Но зато к месту вспомненная и употребленная ритуальная реплика доставляла обоим ни с чем не сравнимое удовольствие. Даже трудно описать его. Чувство было сродни чувству покоя, чувству дома, чувству уверенности в завтрашнем дне. На сердце делалось легче.
Например, если кто-то делал неожиданный ход, в ответ было очень хорошо с задумчивостью затянуть, глядя на доску: «Вот хтой-то с го-орочки спустился…» Если и впрямь получалось в точку, сделавший ход партнер мог подхватить со второй или с третьей строки, и тогда уже оба хором дотягивали: «Он-на с ума меня сведет…» И смеялись.

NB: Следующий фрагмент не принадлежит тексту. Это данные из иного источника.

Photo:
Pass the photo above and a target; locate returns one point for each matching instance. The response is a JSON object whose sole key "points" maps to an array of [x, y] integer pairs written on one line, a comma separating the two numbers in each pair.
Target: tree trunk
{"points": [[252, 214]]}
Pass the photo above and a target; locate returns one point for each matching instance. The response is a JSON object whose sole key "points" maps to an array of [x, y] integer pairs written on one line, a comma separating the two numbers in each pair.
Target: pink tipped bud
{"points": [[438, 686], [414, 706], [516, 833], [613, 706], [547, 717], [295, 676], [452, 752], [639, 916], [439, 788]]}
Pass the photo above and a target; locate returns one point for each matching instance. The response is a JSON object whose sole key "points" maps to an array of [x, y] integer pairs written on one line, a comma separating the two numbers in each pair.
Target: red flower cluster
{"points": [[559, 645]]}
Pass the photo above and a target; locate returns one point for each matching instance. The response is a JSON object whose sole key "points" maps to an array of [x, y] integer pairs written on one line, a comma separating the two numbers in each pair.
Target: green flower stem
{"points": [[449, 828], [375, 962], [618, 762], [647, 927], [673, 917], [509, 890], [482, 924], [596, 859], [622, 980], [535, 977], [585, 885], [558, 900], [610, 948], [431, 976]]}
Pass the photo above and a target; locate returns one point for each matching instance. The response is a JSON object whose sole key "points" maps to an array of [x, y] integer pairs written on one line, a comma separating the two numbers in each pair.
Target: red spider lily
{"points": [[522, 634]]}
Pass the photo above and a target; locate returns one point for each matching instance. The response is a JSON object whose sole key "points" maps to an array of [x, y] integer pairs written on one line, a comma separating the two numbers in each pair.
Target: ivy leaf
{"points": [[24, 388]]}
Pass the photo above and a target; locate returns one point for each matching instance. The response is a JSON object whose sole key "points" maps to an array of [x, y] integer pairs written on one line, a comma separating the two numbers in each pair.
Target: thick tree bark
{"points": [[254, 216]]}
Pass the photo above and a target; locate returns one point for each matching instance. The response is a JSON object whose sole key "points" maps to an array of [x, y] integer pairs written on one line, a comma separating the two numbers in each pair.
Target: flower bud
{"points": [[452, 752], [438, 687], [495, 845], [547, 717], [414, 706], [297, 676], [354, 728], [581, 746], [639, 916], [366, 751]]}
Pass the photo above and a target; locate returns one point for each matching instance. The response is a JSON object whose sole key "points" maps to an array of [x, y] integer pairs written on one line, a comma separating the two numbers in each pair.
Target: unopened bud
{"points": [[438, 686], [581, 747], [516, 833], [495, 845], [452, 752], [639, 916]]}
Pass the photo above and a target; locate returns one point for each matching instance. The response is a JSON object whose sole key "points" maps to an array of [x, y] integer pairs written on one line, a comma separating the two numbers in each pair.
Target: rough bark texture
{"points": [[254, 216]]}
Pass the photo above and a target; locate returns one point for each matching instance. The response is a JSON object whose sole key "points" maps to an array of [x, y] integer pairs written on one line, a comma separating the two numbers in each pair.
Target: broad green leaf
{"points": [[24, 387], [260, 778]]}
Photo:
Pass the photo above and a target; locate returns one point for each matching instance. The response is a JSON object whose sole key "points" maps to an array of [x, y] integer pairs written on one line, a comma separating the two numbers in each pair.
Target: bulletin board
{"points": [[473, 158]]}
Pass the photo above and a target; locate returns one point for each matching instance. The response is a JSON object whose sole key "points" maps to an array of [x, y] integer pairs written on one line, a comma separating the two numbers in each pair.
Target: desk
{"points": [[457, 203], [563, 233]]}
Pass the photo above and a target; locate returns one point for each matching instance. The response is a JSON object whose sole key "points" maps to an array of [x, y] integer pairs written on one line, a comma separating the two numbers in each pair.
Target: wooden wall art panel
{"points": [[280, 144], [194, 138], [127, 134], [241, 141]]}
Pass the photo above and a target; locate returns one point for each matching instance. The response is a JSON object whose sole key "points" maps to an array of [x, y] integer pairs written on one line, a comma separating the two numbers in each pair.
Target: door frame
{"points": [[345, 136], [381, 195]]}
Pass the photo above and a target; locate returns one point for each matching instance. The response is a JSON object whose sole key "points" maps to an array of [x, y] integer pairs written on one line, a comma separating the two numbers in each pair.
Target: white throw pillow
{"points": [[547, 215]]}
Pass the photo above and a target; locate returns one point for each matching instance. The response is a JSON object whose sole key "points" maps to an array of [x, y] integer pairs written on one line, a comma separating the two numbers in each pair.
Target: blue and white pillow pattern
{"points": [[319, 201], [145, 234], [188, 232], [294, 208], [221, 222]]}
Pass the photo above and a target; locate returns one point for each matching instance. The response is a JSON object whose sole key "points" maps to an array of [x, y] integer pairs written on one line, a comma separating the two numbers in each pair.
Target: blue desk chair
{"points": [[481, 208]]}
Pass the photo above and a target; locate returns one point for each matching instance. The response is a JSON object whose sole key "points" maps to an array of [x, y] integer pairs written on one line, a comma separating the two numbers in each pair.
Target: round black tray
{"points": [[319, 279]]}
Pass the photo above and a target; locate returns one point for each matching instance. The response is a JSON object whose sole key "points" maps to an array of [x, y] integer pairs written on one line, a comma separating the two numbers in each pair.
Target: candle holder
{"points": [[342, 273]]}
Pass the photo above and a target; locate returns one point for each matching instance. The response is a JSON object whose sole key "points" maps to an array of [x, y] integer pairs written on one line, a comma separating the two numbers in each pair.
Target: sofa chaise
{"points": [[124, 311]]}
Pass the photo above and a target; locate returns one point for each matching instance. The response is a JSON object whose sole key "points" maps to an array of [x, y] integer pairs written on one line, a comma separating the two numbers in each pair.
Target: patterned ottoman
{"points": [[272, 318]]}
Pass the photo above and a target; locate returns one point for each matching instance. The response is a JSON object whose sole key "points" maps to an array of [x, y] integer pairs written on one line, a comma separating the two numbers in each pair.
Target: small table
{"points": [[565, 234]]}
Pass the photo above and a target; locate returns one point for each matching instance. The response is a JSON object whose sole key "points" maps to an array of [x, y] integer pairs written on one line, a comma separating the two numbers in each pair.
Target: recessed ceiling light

Самому же делающему резкий ход, явно долженствующий обострить ситуацию непредсказуемым образом – как правило, такие ходы предварительно обдумывались столь долго, что противник успевал сообразить, какой именно выпад назревает, и поэтому ждал, изнывая: ну, давай же, наконец! – следовало, взявшись за фигуру и подняв ее, громко и решительно сказать: «Если вино налито, его следует выпить!» И поставить со стуком на новое место.
И смеялись.
Еще очень неплохо было цитировать фрау Заурих из «Семнадцати мгновений»: «Я сейчас буду играть защиту Каро-Канн, только вы мне не мешайте». Это действительно было очень забавно и очень по-домашнему. Как правило, реплика доставалась Малянову, потому что он играл слабее. Маленький уютный Глухов немедленно оттопыривал челюсть, изображая умное и волевое лицо Штирлица, и задушевно сообщал, цитируя тот же фильм: «Из всех людей на свете я больше всего люблю стариков, – и ласково гладил себя по лысине, – и детей», – и делал широкий жест в сторону начавшего седеть Малянова.